1) Uma questão central para Anne Carson é analisar as "relações profundas" de certos artistas com outros artistas. Quando fala de Francis Bacon, por exemplo, aponta que ele tem uma relação profunda com Rembrandt: Bacon fala em várias entrevistas como ama um de seus autorretratos (estamos no ensaio "Variações sobre o direito de permanecer calado", de 2013, no qual Carson explora vários momentos do livro de entrevistas com Bacon feito por David Sylvester - o ensaio pode ser lido no livro Sobre aquilo em que eu mais penso, tradução de Sofia Nestrovski, Editora 34, 2023).

2) Aquilo que Francis Bacon mais gosta no autorretrato de Rembrandt é o fato de perceber que os olhos não têm órbitas: um trabalho tardio de Rembrandt, contornos difusos, muito escuro.
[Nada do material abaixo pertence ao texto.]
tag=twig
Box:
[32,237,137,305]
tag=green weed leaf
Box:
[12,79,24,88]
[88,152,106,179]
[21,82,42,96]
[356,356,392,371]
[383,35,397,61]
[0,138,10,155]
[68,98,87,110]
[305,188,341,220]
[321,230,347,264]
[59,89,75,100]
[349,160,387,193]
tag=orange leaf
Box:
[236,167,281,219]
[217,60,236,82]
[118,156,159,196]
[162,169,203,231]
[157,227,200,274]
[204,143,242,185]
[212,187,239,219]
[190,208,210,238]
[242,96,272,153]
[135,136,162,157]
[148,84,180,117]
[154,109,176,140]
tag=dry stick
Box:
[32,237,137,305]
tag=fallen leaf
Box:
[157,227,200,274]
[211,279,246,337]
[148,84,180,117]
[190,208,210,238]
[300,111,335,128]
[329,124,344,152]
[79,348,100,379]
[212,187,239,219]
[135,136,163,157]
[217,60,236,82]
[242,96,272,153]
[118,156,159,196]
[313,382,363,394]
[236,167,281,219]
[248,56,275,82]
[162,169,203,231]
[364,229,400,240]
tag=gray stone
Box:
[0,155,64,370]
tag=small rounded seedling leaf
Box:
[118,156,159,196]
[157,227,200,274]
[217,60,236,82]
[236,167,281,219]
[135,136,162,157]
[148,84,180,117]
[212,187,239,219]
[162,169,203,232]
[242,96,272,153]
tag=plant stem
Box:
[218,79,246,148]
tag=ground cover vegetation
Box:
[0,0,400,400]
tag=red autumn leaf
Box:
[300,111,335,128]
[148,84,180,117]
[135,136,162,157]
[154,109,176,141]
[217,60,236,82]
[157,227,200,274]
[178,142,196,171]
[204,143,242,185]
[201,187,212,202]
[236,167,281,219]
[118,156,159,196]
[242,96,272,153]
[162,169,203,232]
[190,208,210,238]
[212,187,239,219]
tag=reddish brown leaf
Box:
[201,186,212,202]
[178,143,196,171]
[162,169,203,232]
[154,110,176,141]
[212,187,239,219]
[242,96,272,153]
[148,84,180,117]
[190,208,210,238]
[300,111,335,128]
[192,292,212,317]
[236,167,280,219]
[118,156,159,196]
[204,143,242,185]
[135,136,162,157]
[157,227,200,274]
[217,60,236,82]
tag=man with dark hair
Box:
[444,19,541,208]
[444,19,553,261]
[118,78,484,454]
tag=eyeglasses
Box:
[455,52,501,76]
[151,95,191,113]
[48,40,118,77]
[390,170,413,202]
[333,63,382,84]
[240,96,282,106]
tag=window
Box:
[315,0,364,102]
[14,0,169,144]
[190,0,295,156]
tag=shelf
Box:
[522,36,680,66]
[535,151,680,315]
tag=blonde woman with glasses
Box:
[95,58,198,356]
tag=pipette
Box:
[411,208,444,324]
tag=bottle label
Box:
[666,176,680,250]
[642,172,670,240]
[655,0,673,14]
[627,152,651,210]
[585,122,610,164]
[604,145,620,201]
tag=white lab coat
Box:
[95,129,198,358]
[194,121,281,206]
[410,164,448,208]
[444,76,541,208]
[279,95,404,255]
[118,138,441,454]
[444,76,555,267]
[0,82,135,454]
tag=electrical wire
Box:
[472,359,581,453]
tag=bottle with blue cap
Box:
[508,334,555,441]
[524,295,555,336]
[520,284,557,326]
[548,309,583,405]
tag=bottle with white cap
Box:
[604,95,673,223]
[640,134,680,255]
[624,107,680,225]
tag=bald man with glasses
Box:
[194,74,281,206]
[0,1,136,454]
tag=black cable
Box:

Carson diz que o olhar, aí, não está organizado do jeito habitual, a visão parecer emanar "silêncio"; e é nesse ponto do ensaio que ela alcança o problema geral, o cerne de sua argumentação (as variações sobre o direito de permanecer calado, e como essa "falta de voz" repercute na arte ao longo dos séculos).

3) Dando um salto inesperado - tão típico do ensaio, mais ainda do ensaio tal como praticado por Carson -, ela vai do silêncio de Rembrandt em direção ao silêncio de Paul Celan: um poema em louvor a Hölderlin, que termina com uma palavra intraduzível, repetida: "Pallaksch, Pallaksch". O silêncio, então, se articula com a tradução e com o intraduzível, se articula com a homenagem que Celan faz ao Hölderlin não apenas poeta, mas, sobretudo, tradutor (segundo as pessoas que o visitaram em sua torre, Hölderlin tinha inventado o termo Pallaksch e às vezes o usava para dizer Sim, às vezes para dizer Não).